'Robot Chicken' Season 5, Episode 12 Recap - 'Casablankman'
Another week, another movie title mash-up for the title. This week, it's "Casablankman," a mix of two truly great classics. Really, the both of them are probably on an even keel as far as cinematic importance goes.
It starts off with some pod racing. Some pea pod racing. Whatever, just eat your f**king salad already.
If that whole sketch about the talking Rubik's Cube and the crazy desert raping horse confused you, then clearly you are unfamiliar with a cartoon from the 1980's called "Rubik, The Amazing Cube."
And nobody would blame you for that. Here's a video of the intro, so you can get an idea of the voice that, as Carlos says, is... well, not pleasant.

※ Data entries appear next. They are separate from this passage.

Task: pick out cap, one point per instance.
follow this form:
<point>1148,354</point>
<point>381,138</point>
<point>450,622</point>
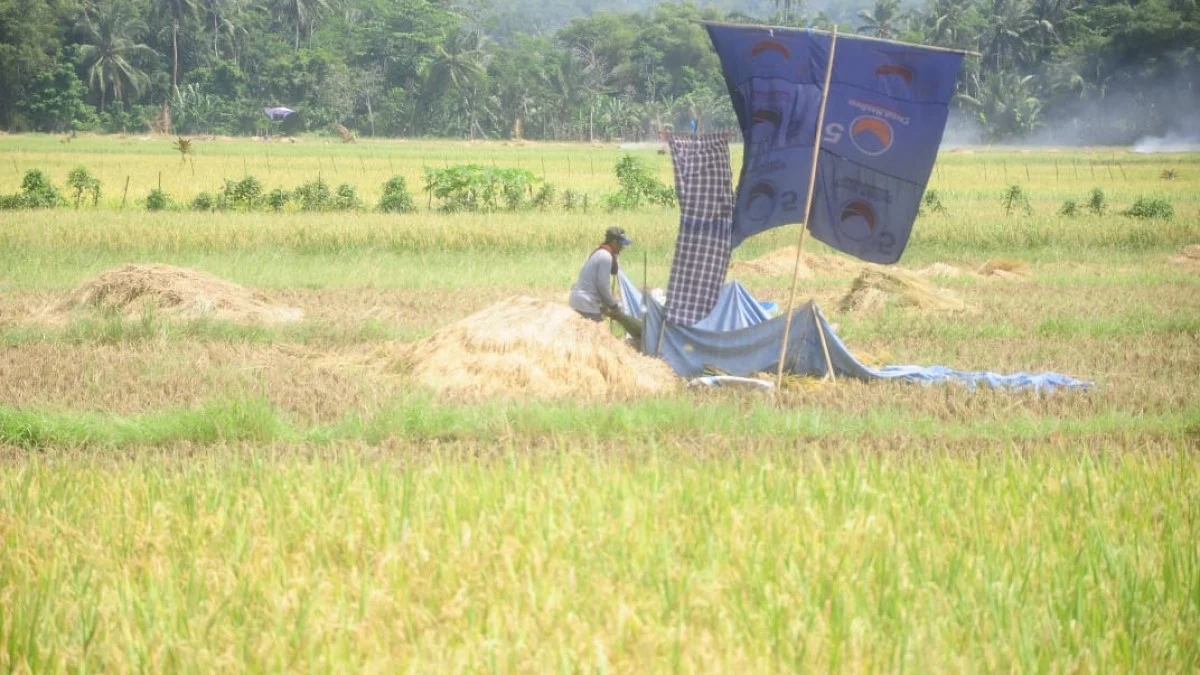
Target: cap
<point>617,234</point>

Lovely, isn't it? Moving on...
Giraffes using your shower isn't cool. Neither is standing idly by while an innocent mime almost asphyxiates in an invisible box.
Also not cool: hunting innocent humans. The PETA of the Predator world (maybe PETH?) shows up and harasses a hunting Predator with their hippie ways, then washes up the Governator and sends him on his way. If wonder if Predator hippies have a Predator Woodstock every year?
A capella Star Trek. Nice.
You've heard of planking. You may have heard of Tebowing as well. But those are nothing compared to Suping! Here's what you do: pretend you're going to do something horrible and life-threatening, and Superman will take time out of his schedule to come save you. Record it, put it on YouTube. You just got Suped! Just... watch out if Lex Luger straps you to a bomb. You might have some explaining to do.
And finally, did you ever wonder how those anatomically ridiculous inhabitants of Eternia maintained those lingerie model bodies or rippling, oversized muscles? Simple: lots of working out, and maybe a little juicing. Does He-Man get fined for steroid use?